社会に男女平等が広がろうが、人間の大多数は性の魅力に逆らえないものだ。
特に女性をモノ化している層には効果てきめんで、そしてミケの愛の確認の為に殺されていく。
と、離席していたテウメッサがノンアルコールビール片手に戻ってくる。
改めて全員が揃ったため、オウルは会議を始めた。
「デート映像を見てみたが、個人の追跡と盗聴は問題ないみたいだな」
『うん。ただ、自動検知した情報を拾うシステムとかは大分動きが鈍い。仮に今の段階でユニットを使って暴れられると隠蔽は難しいだろうね。警察特務課は謎のパワードスーツ探しにかなり本気だよ』
「そうそう市街地にパワードスーツが出ても困る。それより頭のおかしい主義者共が散発的に仕掛けてくる方が厄介だ。今回のデートで分かったが、ファクトウィスパーは暴れたくてウズウズしてやがる。家に籠もった方が賢明だ。実際、今日の乱痴気騒ぎが学校に伝わって生徒には外出を自粛するか保護者同伴を推奨してきてる」
さしもの学校も生徒が休日に襲撃されたという事件は座視できなかったのか、或いは警察からのアドバイスかもしれない。
「幸いにして今回は義心に篤く惚れっぽい特務官くんが追い払ってくれたが、ユアは一軒家で一人暮らしだ。叔父も呼んですぐ来られる状態じゃない。これから俺が護衛出来ないときはルームシェア設定を利用してテウメッサかミケがユアに同行するよう話をつけた」
全員が頷き、テウメッサがノンアルコールビールをぐび、と呷る。
「しっかし、いつまでも町を彼らにうろつかれると僕としてもやりづらいんだよなぁ。懇意にしてるいくつかの組織が潰されちゃって、裏社会の情報が入ってこなくなっちゃうよ」
「こっちも恋を追っかけ辛くなるしぃ」
「お前はいい加減諦めろ」
『ミケのことはさておき、由々しき問題ではあるね』
特務課はベクターコーポレーションの意向で政府から消えた解体業者の行方を追っていて、その調査によって違法なパワードスーツによる活動の可能性が浮上した。この問題はベクターがこの件から手を引くか、政府の事情で断念するか、形だけでも犯人が見つからなければ終わりそうにない。

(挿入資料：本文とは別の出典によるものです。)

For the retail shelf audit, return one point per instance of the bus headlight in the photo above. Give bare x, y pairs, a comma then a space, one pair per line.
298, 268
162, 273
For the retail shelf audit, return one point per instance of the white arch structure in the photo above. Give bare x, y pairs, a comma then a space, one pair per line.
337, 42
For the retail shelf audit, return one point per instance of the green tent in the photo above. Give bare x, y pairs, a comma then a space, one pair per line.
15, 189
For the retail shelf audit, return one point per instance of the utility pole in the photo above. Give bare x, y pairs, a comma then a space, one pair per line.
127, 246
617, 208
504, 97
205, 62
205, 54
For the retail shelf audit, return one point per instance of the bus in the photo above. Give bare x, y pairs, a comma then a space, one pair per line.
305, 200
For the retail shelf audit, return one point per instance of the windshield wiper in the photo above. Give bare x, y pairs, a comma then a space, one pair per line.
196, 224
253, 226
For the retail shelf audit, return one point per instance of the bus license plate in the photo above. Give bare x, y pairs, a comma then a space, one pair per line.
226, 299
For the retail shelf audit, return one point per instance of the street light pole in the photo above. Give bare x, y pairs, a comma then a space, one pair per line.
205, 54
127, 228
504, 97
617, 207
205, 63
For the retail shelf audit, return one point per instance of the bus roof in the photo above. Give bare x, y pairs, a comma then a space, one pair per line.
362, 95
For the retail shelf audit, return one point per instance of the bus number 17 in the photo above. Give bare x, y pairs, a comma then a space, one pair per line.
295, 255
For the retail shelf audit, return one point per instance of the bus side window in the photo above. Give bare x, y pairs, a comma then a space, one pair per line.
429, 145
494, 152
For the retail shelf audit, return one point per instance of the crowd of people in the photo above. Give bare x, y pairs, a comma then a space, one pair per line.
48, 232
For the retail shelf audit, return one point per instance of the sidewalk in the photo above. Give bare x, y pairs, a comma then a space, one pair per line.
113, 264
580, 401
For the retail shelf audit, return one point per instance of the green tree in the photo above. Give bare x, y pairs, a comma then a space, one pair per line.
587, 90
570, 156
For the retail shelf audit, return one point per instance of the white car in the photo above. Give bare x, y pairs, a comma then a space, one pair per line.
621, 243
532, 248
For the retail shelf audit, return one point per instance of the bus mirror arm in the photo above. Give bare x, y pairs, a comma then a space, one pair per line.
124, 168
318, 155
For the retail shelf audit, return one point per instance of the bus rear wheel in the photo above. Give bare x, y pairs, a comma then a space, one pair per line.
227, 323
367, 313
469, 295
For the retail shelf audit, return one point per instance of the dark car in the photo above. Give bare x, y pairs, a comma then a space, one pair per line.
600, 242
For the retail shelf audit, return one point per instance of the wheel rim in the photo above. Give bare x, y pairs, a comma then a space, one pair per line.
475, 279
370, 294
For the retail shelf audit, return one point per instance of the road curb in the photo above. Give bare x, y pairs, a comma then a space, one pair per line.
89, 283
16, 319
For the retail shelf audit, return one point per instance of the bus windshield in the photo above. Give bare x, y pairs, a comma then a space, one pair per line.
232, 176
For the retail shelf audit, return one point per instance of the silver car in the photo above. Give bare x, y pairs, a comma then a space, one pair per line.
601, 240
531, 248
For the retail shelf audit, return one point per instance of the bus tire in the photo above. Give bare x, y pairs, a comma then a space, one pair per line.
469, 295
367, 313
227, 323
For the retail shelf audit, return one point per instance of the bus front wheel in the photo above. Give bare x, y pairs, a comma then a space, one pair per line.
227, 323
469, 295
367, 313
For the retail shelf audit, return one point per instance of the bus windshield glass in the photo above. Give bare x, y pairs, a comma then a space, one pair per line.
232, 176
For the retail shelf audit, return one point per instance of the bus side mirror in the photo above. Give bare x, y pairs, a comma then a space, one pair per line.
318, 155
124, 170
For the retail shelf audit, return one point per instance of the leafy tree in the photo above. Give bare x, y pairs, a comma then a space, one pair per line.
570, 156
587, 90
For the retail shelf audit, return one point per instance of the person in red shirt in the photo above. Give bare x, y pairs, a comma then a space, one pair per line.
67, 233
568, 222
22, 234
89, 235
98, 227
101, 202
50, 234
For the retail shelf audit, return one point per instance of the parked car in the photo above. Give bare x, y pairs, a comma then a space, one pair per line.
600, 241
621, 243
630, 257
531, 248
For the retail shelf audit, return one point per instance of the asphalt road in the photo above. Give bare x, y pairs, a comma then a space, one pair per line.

いっそ警察が見回っている方が安全とも考えたが、今回の襲撃で楽観論が過ぎたと言わざるを得なくなった。警察は原則として犯罪が起こってからでないと力を発揮出来ない。町の犯罪率低下には寄与できても、ユアの護衛にはならない。
「どう対応したものか……」
無条件の暗殺権限を以てすれば色々と出来ることはあるが、そうなると正義感のやたら強いイーグレッツが意固地になって調査を続行し、最悪の場合はユニット同士の激突になる可能性がある。
しかも、もう一つの問題として警察をどうにか出来たとしても、その後の経過次第では町をうろつくファクトウィスパーが更に増えかねない。
彼らは主体なく思想を感染させる集団だ。
静かにさせるには――。
『オウル、すまないが緊急事態だ』
サーペントの声が思考に耽る意識を現実に引き戻す。
「どうした。ユアの家に不審者でも出たか?」
『いや、だが今後出やすくなるだろう』
サーペントから送られてきたデータには、思わずため息をつきたくなるほどうんざりな情報が表示されていた。昼間にイーグレッツの襲撃が起きた際にドローンか何かで撮影されたと思われる画像――角度的に、ユアの顔だけがはっきり映った画像。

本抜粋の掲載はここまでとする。